Item 5.02 Departure of Directors or Certain Officers; Election of Directors;
Appointment of Certain Officers; Compensatory Arrangements of Certain
Officers.
Election of Director
On December 29, 2020, the Board of Directors (the "Board") of Vital Farms, Inc.
(the "Company") increased the size of the Board from eight to nine directors
and, following the recommendation of the Nominating and Corporate Governance
Committee, appointed Kofi Amoo-Gottfried to serve as a member of the Board and
as a member of the Board's Nominating and Corporate Governance Committee,
effective January 4, 2021. Mr. Amoo-Gottfried is a Class I director whose term
will expire at the Company's 2021 Annual Meeting of Stockholders. The Board has
determined that Mr. Amoo-Gottfried is "independent" pursuant to the rules of The
Nasdaq Stock Market LLC ("Nasdaq") and other governing laws and applicable
regulations.
There is no arrangement or understanding between Mr. Amoo-Gottfried and any
other person pursuant to which he was selected as a director, and there is no
family relationship between Mr. Amoo-Gottfried and any of the Company's other
directors or executive officers. There are no transactions between
Mr. Amoo-Gottfried and the Company that would be required to be reported under
Item 404(a) of Regulation S-K.
As a non-employee director of the Company, Mr. Amoo-Gottfried is eligible to
participate in the Company's compensation arrangements for non-employee
directors, which are described in more detail in the Company's Non-Employee
Director Compensation Policy, filed as Exhibit 10.8 to the Company's Quarterly
Report on Form 10-Q, filed with the Securities and Exchange Commission ("SEC")
on November 10, 2020. In connection with Mr. Amoo-Gottfried's election to the
Board, the Company and Mr. Amoo Gottfried entered into the Company's standard
form of indemnification agreement, a copy of which was filed as Exhibit 10.9 to
the Company's Registration Statement on Form S-1 (File No. 333-239772) filed
with the SEC on July 9, 2020. This agreement requires the Company to indemnify
Mr. Amoo-Gottfried, to the fullest extent permitted by Delaware law, for certain
liabilities to which he may become subject as a result of his affiliation with
the Company.
On January 5, 2021, the Company issued a press release announcing
Mr. Amoo-Gottfried's appointment to the Board. A copy of the press release is
furnished as Exhibit 99.1 to this Current Report on Form 8-K and is incorporated
herein by reference.
Appointment of Principal Accounting Officer
Effective January 4, 2021, the Board appointed Jeffery S. Dawson to serve as
Chief Accounting Officer and as the principal accounting officer of the Company.
Bo Meissner will continue serving as principal financial officer of the Company.

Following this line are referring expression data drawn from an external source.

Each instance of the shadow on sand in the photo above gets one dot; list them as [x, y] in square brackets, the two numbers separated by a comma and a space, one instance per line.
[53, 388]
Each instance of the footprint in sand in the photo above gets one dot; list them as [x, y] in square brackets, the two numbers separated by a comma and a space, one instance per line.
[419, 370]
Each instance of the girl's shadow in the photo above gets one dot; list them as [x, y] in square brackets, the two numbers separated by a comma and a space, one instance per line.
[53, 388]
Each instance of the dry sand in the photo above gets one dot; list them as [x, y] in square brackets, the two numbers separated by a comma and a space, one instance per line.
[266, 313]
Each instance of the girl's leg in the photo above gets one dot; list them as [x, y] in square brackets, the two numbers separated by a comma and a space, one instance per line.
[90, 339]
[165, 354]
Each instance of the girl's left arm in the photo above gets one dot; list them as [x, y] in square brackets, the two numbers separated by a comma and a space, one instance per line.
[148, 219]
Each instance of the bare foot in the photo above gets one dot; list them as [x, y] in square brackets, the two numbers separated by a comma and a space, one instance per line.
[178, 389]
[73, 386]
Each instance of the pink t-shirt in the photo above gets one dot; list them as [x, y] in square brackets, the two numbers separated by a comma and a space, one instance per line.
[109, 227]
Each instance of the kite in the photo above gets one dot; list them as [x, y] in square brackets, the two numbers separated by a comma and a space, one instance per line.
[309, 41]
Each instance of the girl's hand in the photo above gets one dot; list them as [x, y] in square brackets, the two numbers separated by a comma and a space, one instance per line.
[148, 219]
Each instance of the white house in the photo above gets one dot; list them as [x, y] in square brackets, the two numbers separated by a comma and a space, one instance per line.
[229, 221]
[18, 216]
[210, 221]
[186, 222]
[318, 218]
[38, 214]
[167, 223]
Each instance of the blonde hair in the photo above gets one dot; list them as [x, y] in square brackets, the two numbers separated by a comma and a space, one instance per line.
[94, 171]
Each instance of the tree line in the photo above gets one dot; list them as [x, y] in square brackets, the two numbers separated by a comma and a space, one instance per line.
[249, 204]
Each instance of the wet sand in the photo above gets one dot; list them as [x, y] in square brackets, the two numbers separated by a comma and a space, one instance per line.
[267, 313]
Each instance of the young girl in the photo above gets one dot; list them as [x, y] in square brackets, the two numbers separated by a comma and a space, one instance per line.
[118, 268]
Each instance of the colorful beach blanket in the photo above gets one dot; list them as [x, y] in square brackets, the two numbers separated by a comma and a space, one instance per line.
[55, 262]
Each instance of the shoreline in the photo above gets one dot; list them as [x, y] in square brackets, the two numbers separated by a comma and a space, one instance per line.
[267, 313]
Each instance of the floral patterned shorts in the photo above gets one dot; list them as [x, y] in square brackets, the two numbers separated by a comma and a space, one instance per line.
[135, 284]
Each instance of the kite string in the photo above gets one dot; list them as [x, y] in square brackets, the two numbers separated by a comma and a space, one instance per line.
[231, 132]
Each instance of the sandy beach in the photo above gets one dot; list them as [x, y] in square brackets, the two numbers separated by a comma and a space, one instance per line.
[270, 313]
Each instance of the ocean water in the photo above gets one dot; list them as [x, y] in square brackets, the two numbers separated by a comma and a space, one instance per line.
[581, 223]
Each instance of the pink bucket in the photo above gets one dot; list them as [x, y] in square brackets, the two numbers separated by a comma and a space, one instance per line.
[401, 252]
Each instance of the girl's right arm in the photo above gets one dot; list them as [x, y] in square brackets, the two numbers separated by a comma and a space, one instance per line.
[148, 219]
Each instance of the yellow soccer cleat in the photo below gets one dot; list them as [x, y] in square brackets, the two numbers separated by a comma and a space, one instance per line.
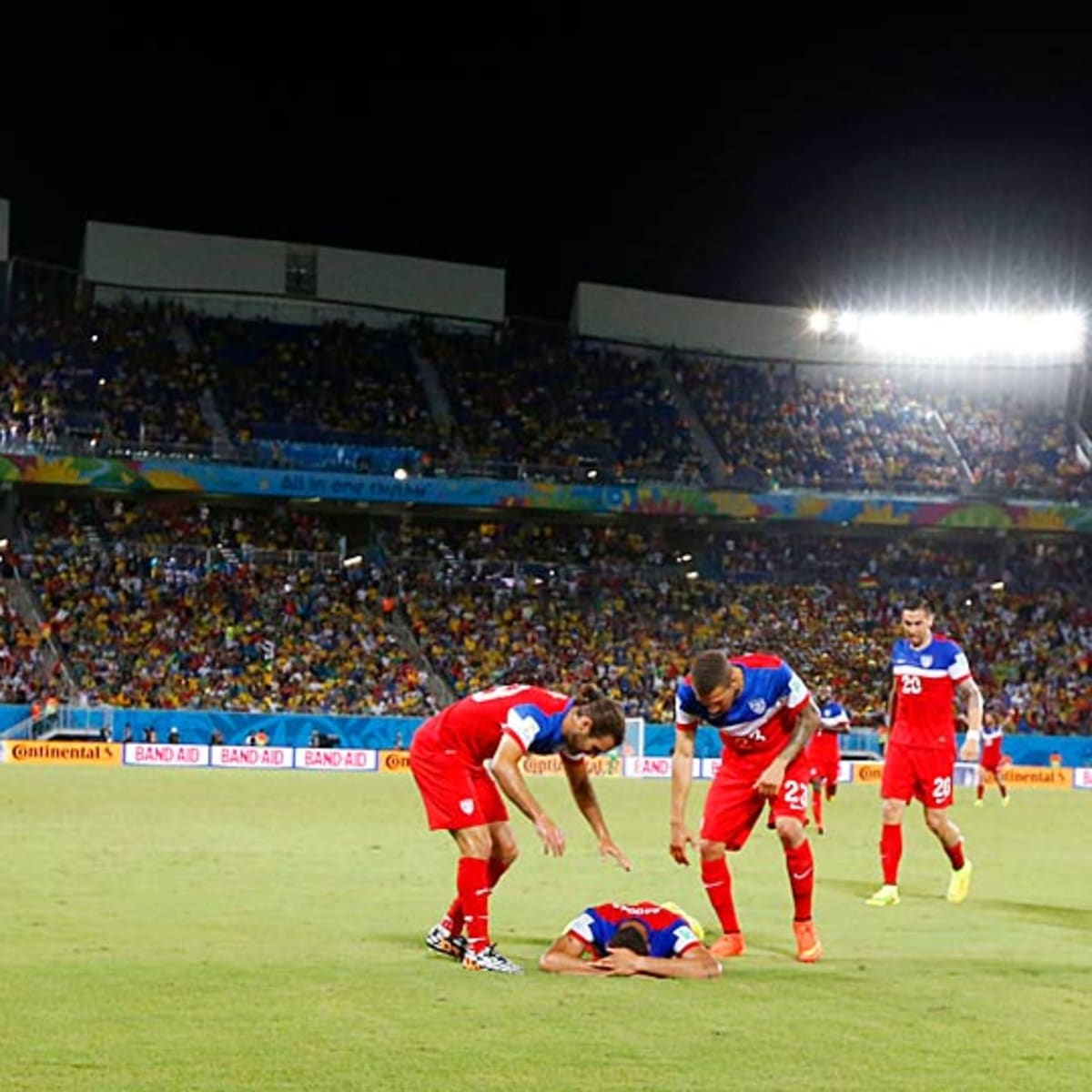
[887, 895]
[960, 884]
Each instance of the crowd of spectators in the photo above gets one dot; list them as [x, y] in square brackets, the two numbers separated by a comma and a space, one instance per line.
[546, 404]
[245, 627]
[523, 402]
[118, 375]
[776, 430]
[240, 612]
[329, 381]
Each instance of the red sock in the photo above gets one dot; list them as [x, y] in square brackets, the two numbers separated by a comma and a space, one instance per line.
[890, 851]
[956, 854]
[453, 920]
[802, 879]
[473, 883]
[497, 868]
[718, 880]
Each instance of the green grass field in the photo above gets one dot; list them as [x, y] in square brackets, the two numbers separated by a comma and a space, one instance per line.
[235, 931]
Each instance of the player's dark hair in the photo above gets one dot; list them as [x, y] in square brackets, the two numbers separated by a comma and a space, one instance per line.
[609, 721]
[709, 671]
[917, 603]
[631, 935]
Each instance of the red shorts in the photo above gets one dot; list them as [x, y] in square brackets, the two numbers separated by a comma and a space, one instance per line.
[824, 754]
[918, 774]
[457, 792]
[733, 806]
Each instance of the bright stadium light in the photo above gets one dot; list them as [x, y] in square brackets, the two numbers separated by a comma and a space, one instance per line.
[966, 336]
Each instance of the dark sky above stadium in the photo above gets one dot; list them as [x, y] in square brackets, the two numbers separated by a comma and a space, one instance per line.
[780, 165]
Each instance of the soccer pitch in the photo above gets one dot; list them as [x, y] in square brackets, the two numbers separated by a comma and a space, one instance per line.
[207, 929]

Mr. Dawson joined the Company as Chief Accounting Officer in January 2021. Prior
to joining the Company, Mr. Dawson served as Senior Vice President, Chief
Accounting Officer of Dean Foods Company from January 2019 to December 2020.
Prior to Dean Foods, Mr. Dawson served as Chief Accounting Officer, North
America for Nokia Oy (formerly Alcatel-Lucent SA) from 2009 to January 2019.
Prior to that, Mr. Dawson served in a broad range of finance and accounting
roles at Stanley Black & Decker, Georgia-Pacific LLC, Velocita Corporation and
Deloitte. Mr. Dawson received his B.B.A. in accounting from Texas A&M University
and is a Certified Public Accountant.
There are no family relationships among Mr. Dawson and any of the Company's
directors or executive officers, nor are there any related party transactions
between Mr. Dawson and the Company that would be required to be reported under
Item 404(a) of Regulation S-K.
Item 9.01 Financial Statements and Exhibits.
(d) Exhibits
Exhibit No. Description
99.1 Press Release, dated January 5, 2021.